Fake AI Tools Used to Distribute Noodlophile Malware

Cybercriminals are exploiting the growing interest in artificial intelligence by promoting fake AI-powered tools to spread a data-stealing malware dubbed Noodlophile, according to a recent report by Morphisec researcher Shmuel Uzan.

Unlike traditional phishing or cracked software scams, threat actors have created realistic-looking AI-themed websites and platforms, often promoted through seemingly legitimate Facebook groups and viral social media campaigns. These fake posts, which sometimes attract over 62,000 views each, target users seeking AI tools for video and image editing.

Among the fraudulent pages discovered are “Luma Dreammachine Al,” “Luma Dreammachine,” and “gratistuslibros.” These pages direct users to websites offering AI-powered content creation services—ranging from video and image generation to website building. One fake site even impersonates the CapCut AI video editor, promoting it as an all-in-one tool with advanced AI features.

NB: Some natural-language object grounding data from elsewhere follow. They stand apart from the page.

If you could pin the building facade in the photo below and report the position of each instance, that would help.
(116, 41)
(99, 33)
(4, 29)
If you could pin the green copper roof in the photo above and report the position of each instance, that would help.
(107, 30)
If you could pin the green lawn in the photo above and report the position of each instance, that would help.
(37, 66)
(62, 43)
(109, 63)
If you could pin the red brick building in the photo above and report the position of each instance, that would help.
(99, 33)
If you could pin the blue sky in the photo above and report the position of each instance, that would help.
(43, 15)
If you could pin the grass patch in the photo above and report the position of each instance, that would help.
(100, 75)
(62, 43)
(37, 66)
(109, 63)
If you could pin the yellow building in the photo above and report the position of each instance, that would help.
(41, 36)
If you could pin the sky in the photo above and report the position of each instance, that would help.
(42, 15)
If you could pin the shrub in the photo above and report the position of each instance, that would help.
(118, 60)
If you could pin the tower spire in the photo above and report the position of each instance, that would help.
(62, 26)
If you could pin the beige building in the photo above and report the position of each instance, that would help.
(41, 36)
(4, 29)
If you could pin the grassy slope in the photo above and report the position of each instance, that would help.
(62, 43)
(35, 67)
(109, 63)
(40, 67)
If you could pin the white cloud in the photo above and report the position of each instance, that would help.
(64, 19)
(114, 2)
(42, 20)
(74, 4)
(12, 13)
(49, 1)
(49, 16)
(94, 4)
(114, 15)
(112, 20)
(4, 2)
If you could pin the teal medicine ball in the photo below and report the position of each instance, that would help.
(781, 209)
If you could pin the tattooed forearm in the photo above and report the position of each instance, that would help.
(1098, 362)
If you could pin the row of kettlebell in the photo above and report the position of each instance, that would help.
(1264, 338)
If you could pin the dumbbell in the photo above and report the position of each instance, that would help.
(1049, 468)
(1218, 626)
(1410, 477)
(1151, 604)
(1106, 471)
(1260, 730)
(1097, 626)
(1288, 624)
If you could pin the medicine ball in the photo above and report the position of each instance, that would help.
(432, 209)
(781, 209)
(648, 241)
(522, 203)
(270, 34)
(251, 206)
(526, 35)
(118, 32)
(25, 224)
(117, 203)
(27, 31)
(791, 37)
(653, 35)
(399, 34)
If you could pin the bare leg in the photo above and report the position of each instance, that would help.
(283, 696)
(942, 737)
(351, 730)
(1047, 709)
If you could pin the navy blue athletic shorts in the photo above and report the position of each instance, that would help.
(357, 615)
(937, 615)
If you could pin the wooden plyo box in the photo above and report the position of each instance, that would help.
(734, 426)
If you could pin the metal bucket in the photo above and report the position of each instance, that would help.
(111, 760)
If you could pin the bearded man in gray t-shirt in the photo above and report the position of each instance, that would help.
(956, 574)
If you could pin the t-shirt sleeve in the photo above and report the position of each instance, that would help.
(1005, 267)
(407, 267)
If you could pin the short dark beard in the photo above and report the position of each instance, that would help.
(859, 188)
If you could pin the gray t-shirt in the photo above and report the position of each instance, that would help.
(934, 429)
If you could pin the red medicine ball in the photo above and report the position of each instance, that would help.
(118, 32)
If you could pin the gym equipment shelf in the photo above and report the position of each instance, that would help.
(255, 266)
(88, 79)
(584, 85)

When users interact with these sites and upload media for “AI processing,” they are prompted to download a ZIP archive called VideoDreamAI.zip. Inside this archive is a deceptive file named Video Dream MachineAI.mp4.exe, which initiates the malware installation process.

The attack begins by launching a legitimate CapCut executable (CapCut.exe), which is then used to load a .NET-based tool called CapCutLoader. This loader fetches and runs a Python-based payload (srchost.exe) from a remote server. That payload installs the Noodlophile Stealer, which can extract browser credentials, cryptocurrency wallet data, and other sensitive information. Sometimes, the malware is bundled with a remote access trojan like XWorm, allowing attackers persistent control over infected machines.

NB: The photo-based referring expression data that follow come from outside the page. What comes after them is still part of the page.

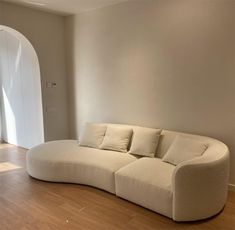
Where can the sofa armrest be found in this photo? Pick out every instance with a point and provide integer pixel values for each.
(200, 185)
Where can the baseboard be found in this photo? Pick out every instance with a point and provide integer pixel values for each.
(231, 187)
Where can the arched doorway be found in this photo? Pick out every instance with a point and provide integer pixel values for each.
(20, 90)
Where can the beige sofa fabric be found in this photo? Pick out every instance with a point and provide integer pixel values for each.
(92, 135)
(193, 190)
(145, 141)
(117, 138)
(200, 185)
(147, 182)
(183, 149)
(65, 161)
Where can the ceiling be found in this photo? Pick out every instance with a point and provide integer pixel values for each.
(65, 7)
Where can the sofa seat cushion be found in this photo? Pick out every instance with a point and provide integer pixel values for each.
(65, 161)
(147, 182)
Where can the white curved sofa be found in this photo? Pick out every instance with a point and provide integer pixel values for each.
(194, 189)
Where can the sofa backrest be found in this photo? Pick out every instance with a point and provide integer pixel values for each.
(167, 137)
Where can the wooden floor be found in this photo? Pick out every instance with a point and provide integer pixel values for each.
(26, 203)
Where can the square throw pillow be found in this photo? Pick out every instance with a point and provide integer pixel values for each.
(183, 149)
(93, 135)
(117, 138)
(145, 141)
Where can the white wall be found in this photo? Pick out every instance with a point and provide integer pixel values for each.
(46, 33)
(160, 63)
(20, 91)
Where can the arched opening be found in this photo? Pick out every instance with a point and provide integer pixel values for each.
(20, 91)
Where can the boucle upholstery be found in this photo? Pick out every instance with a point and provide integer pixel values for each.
(193, 190)
(65, 161)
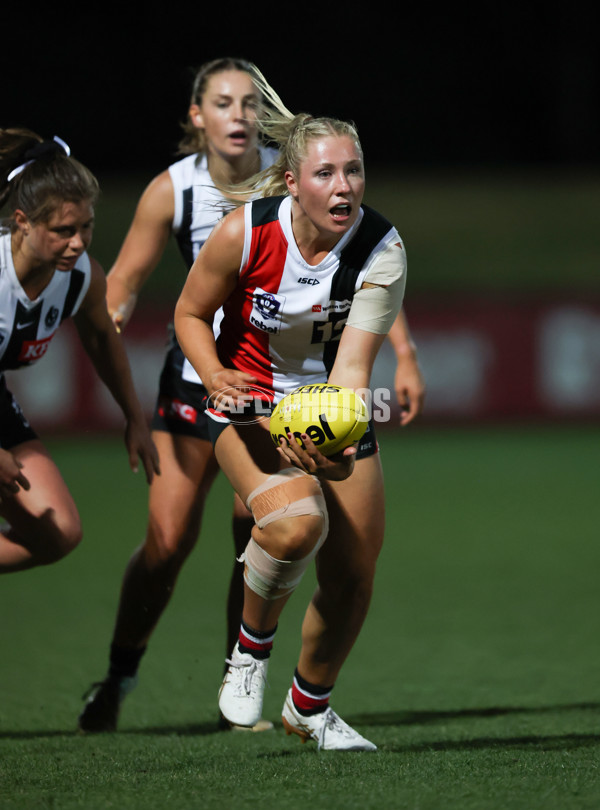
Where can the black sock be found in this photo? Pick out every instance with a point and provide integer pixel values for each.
(258, 643)
(124, 661)
(309, 698)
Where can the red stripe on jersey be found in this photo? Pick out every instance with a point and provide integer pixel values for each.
(242, 345)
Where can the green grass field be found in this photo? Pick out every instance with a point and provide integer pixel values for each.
(477, 673)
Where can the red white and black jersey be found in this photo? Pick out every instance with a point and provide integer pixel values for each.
(26, 326)
(284, 320)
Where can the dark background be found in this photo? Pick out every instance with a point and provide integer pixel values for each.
(487, 85)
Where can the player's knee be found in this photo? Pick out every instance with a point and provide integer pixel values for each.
(60, 542)
(166, 547)
(291, 538)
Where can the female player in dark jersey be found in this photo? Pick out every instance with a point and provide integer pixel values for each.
(46, 276)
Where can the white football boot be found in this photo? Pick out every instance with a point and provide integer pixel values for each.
(242, 690)
(327, 728)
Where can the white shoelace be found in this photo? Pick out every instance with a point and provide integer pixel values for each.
(247, 677)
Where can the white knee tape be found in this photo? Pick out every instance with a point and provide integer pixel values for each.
(289, 493)
(271, 578)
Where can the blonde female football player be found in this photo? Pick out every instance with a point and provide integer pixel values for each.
(222, 147)
(276, 334)
(46, 276)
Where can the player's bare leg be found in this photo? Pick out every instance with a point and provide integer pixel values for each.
(43, 521)
(275, 558)
(176, 503)
(345, 571)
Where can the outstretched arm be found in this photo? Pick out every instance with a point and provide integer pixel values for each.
(107, 352)
(408, 380)
(142, 249)
(211, 280)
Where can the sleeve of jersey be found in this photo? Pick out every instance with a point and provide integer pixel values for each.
(374, 309)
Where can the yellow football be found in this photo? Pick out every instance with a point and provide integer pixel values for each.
(332, 417)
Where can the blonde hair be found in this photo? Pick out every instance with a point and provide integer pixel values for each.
(291, 134)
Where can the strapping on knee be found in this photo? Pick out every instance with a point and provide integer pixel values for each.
(289, 493)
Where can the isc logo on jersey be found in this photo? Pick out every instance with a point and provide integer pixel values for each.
(266, 311)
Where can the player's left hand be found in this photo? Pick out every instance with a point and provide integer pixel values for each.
(410, 389)
(337, 467)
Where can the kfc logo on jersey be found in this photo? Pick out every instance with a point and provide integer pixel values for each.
(51, 317)
(32, 350)
(266, 311)
(267, 304)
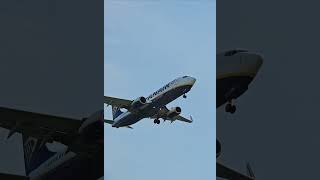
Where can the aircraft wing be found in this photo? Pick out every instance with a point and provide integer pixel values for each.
(227, 173)
(40, 126)
(122, 103)
(13, 177)
(163, 114)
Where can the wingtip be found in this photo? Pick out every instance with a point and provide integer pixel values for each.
(250, 171)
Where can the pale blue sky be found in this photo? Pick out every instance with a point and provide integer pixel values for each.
(148, 44)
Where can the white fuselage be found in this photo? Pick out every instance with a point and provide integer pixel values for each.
(156, 100)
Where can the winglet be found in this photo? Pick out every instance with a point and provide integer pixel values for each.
(108, 121)
(11, 132)
(250, 172)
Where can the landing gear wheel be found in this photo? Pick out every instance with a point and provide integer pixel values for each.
(233, 109)
(230, 108)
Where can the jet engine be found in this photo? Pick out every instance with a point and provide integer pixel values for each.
(140, 101)
(174, 112)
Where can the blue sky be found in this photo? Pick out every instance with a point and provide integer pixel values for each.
(148, 44)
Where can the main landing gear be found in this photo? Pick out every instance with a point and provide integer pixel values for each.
(231, 107)
(156, 121)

The developer behind Noodlophile is believed to be based in Vietnam. On their GitHub profile, they claim to be a “passionate Malware Developer from Vietnam.” The account was created on March 16, 2025. Vietnam has previously been linked to developing and distributing various information-stealing malware targeting platforms like Facebook.

This trend of using AI as bait to lure victims is not new. In 2023, Meta reported taking down over 1,000 malicious links that exploited the popularity of tools like ChatGPT to distribute at least 10 malware families since March of that year.

In a related development, cybersecurity firm CYFIRMA also uncovered a new .NET-based stealer called PupkinStealer. This malware exfiltrates data from compromised Windows systems to a Telegram bot. It is notable for its lack of complex evasion techniques, instead relying on low-profile execution to avoid detection.